在系统的10046的跟踪文件头部记录着:
“znjtepp_ora_26610.trc” 23617 lines, 2172756 characters
/oracle/admin/znjtepp/udump/znjtepp_ora_26610.trc
Oracle Database 10g Enterprise Edition Release 10.2.0.1.0 – 64bit Production
With the Partitioning, OLAP and Data Mining options
ORACLE_HOME = /oracle/product/10.2/db_1
System name:    AIX
Node name:      aix53
Release:        3
Version:        5
Machine:        0009AFDA4C00
Instance name: znjtepp
Redo thread mounted by this instance: 1
Oracle process number: 15
Unix process pid: 26610, image: oracle@aix53 (TNS V1-V3)

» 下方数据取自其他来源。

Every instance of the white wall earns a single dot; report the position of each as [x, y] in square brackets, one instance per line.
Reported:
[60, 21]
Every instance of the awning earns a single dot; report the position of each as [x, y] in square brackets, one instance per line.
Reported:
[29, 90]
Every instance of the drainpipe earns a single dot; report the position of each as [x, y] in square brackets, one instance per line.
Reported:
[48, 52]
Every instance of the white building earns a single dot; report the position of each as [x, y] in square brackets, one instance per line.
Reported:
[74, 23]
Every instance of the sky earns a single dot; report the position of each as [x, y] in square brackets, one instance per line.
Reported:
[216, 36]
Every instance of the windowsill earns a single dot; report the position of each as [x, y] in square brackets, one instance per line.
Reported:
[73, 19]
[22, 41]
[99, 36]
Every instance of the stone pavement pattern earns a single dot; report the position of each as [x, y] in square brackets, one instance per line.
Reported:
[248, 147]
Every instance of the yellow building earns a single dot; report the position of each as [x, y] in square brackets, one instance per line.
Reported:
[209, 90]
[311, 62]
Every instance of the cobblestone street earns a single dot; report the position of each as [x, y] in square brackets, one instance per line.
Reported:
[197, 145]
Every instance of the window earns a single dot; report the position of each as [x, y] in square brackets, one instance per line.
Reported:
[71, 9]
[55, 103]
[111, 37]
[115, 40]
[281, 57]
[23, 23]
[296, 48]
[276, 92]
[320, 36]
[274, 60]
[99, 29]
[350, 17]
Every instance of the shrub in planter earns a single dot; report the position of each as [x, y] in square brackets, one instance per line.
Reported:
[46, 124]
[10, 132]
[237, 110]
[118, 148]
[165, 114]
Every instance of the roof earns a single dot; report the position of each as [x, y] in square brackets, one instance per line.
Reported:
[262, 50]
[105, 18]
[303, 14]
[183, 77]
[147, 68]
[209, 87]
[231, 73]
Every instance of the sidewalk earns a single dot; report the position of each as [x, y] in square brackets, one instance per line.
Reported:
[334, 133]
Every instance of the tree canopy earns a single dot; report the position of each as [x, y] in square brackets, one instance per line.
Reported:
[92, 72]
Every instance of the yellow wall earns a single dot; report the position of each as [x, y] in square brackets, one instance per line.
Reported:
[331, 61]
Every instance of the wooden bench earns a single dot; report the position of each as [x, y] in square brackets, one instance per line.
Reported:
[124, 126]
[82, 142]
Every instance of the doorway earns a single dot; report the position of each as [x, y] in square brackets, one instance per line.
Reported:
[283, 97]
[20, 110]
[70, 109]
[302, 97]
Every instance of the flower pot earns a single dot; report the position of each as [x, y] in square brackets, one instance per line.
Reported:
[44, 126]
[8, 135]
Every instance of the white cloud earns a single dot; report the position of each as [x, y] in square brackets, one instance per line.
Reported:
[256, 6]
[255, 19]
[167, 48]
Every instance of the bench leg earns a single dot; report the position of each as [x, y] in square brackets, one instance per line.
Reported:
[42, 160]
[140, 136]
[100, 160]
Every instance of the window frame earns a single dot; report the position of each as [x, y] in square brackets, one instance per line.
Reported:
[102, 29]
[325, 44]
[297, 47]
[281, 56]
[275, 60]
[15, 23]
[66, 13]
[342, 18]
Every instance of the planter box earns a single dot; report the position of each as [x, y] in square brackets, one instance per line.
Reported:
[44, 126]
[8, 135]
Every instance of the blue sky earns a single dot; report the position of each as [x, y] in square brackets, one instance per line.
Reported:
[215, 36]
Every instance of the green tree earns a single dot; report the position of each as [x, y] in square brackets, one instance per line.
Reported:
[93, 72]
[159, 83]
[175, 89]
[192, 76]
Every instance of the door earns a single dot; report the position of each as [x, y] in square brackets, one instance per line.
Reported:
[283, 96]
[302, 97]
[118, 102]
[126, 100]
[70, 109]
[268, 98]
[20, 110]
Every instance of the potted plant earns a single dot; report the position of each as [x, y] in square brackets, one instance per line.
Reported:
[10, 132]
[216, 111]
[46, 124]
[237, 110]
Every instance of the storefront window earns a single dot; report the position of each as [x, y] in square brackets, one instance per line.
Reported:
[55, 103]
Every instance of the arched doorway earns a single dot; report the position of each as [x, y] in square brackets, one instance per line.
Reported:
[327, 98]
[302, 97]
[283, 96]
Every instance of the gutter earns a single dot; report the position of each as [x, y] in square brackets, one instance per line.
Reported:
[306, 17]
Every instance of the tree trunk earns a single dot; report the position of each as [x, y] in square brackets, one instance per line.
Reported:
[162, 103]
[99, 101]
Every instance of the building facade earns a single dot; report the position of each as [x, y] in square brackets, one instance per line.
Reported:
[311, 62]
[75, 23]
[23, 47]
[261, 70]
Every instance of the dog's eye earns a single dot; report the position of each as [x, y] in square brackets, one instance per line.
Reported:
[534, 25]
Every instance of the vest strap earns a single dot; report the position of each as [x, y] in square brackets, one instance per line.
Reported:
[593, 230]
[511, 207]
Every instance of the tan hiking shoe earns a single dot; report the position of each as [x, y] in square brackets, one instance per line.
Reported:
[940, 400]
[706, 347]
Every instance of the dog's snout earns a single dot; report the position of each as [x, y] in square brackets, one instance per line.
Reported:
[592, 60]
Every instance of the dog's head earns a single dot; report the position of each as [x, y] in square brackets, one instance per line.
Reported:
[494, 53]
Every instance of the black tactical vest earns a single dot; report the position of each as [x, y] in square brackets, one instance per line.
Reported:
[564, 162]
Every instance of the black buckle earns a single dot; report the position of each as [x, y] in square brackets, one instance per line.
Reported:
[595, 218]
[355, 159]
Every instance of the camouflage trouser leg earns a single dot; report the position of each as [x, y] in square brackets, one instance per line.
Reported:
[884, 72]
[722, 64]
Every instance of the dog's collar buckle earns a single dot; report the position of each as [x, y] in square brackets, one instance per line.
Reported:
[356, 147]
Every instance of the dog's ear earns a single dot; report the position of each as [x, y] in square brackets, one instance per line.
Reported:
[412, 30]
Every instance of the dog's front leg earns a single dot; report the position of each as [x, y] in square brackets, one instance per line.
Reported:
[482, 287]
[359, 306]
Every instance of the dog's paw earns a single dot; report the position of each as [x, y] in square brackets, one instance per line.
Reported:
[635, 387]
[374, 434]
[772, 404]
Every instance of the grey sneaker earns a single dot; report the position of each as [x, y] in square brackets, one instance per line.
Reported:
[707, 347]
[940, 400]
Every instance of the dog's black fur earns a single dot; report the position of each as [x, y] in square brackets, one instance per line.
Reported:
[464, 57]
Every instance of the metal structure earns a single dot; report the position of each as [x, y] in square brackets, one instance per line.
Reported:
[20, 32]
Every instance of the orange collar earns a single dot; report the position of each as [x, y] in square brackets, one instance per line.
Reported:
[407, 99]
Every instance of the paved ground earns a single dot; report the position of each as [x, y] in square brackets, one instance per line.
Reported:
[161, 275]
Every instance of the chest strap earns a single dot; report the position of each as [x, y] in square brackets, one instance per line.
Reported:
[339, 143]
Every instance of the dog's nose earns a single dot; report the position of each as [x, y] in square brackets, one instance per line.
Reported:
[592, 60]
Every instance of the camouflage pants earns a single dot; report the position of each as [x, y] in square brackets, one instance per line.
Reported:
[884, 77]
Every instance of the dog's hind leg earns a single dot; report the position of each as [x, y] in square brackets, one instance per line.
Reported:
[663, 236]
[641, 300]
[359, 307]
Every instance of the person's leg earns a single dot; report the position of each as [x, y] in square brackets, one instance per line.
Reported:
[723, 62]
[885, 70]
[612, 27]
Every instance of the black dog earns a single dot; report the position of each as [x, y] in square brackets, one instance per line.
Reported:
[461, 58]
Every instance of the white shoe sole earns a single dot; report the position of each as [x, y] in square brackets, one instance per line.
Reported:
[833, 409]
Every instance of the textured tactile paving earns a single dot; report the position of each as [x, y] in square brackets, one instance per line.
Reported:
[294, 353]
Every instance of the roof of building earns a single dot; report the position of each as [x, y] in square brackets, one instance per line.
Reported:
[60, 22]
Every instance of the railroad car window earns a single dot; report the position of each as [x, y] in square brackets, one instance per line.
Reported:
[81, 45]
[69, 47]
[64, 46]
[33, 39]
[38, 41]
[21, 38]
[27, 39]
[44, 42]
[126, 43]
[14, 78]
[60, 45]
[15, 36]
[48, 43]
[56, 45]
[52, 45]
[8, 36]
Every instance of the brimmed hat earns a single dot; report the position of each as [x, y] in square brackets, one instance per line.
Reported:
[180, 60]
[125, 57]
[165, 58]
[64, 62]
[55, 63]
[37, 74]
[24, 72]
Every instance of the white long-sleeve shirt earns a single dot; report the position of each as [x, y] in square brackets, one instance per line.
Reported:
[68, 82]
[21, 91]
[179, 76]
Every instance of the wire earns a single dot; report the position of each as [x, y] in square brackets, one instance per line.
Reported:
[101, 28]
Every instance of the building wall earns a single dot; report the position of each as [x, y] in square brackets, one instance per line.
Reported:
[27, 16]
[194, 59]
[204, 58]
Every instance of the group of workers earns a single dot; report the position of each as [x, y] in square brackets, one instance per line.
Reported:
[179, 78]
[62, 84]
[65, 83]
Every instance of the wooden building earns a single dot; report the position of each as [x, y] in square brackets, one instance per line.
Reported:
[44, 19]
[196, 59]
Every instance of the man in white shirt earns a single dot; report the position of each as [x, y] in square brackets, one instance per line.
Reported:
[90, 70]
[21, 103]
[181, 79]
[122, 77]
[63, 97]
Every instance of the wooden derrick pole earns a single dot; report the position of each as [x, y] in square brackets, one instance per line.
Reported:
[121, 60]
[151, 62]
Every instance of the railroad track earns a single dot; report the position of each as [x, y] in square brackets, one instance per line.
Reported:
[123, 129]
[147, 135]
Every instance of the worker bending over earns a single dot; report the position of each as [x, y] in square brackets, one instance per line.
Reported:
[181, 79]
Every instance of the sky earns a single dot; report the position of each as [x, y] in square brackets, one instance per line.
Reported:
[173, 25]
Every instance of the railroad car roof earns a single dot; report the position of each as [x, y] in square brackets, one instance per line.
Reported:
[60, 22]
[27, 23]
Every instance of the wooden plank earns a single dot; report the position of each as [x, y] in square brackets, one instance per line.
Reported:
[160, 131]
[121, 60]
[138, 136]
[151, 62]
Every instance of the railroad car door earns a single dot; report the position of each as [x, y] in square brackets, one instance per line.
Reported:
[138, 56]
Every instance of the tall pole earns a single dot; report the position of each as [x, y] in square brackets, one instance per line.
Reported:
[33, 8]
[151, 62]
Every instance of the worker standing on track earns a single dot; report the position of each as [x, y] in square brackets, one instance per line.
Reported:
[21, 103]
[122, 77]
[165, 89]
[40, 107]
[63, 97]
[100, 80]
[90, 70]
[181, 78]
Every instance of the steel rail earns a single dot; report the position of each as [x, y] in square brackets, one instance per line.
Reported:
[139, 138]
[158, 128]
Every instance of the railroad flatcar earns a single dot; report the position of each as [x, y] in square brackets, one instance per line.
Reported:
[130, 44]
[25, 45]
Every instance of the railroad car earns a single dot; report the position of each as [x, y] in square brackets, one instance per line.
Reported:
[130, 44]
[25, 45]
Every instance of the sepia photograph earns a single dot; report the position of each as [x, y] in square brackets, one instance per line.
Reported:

*** 2011-05-25 11:46:13.172
*** SERVICE NAME:() 2011-05-25 11:46:13.163
*** SESSION ID:(159.3) 2011-05-25 11:46:13.163
Thread 1 checkpoint: logseq 39, block 8118, scn 3255055
  cache-low rba: logseq 39, block 8119
    on-disk rba: logseq 39, block 59764, scn 3255568
  start recovery at logseq 39, block 8119, scn 0
—– Redo read statistics for thread 1 —–
Read rate (ASYNC): 25823Kb in 0.28s => 90.06 Mb/sec
Total physical reads: 26624Kb
Longest record: 20Kb, moves: 0/101746 (0%)
Change moves: 0/2 (0%), moved: 0Mb
Longest LWN: 683Kb, moves: 25/94 (26%), moved: 16Mb
Last redo scn: 0x0000.0031ad12 (3255570)
———————————————-
—– Recovery Hash Table Statistics ———
Hash table buckets = 32768
Longest hash chain = 2
Average hash chain = 1251/1246 = 1.0
Max compares per lookup = 2
Avg compares per lookup = 202468/203698 = 1.0
———————————————-
*** 2011-05-25 11:46:13.452
KCRA: start recovery claims for 1251 data blocks
*** 2011-05-25 11:46:13.830
KCRA: blocks processed = 1251/1251, claimed = 1251, eliminated = 0
*** 2011-05-25 11:46:13.831
Recovery of Online Redo Log: Thread 1 Group 2 Seq 39 Reading mem 0
—– Recovery Hash Table Statistics ———
Hash table buckets = 32768
Longest hash chain = 2
…..略

证明在扫描T1表时候还是会使用undo的段进行回滚。

关于10513的设置以及oracle的解释

查询smon进程号:
luda_dba:/home/oracle$ sqlplus ‘/as sysdba’

SQL*Plus: Release 10.2.0.1.0 – Production on Wed May 25 10:28:34 2011

Copyright (c) 1982, 2005, Oracle.  All rights reserved.
Connected to:
Oracle Database 10g Enterprise Edition Release 10.2.0.1.0 – 64bit Production
With the Partitioning, OLAP and Data Mining options

SQL> select pid,program from v$process where program like ‘%SMON%’;

       PID PROGRAM
———- ————————————————
         8 oracle@aix53 (SMON)

SQL> oradebug setorapid 8
Unix process pid: 22736, image: oracle@aix53 (SMON)
SQL> oradebug event 10513 trace name context forever,level 2
Statement processed.
SQL>

Oracle官方对于event 10513解释,该文件存放在
$ORACLE_HOJE/rdbms/mesg/oraus.msg文件中。

引用
10513, 00000, “turn off wrap source compression”
// *Cause:
// *Action: Set this event if you do not want source of wrapped PL/SQL
//          objects to be concatenated and stored multiple lines to a row.
// *Comment: This event should be set if you want the source of wrapped
//           PL/SQL objects to be stored one line per source row. The
//           new storage method is multiple lines per row, which
//           improves load and compile performance.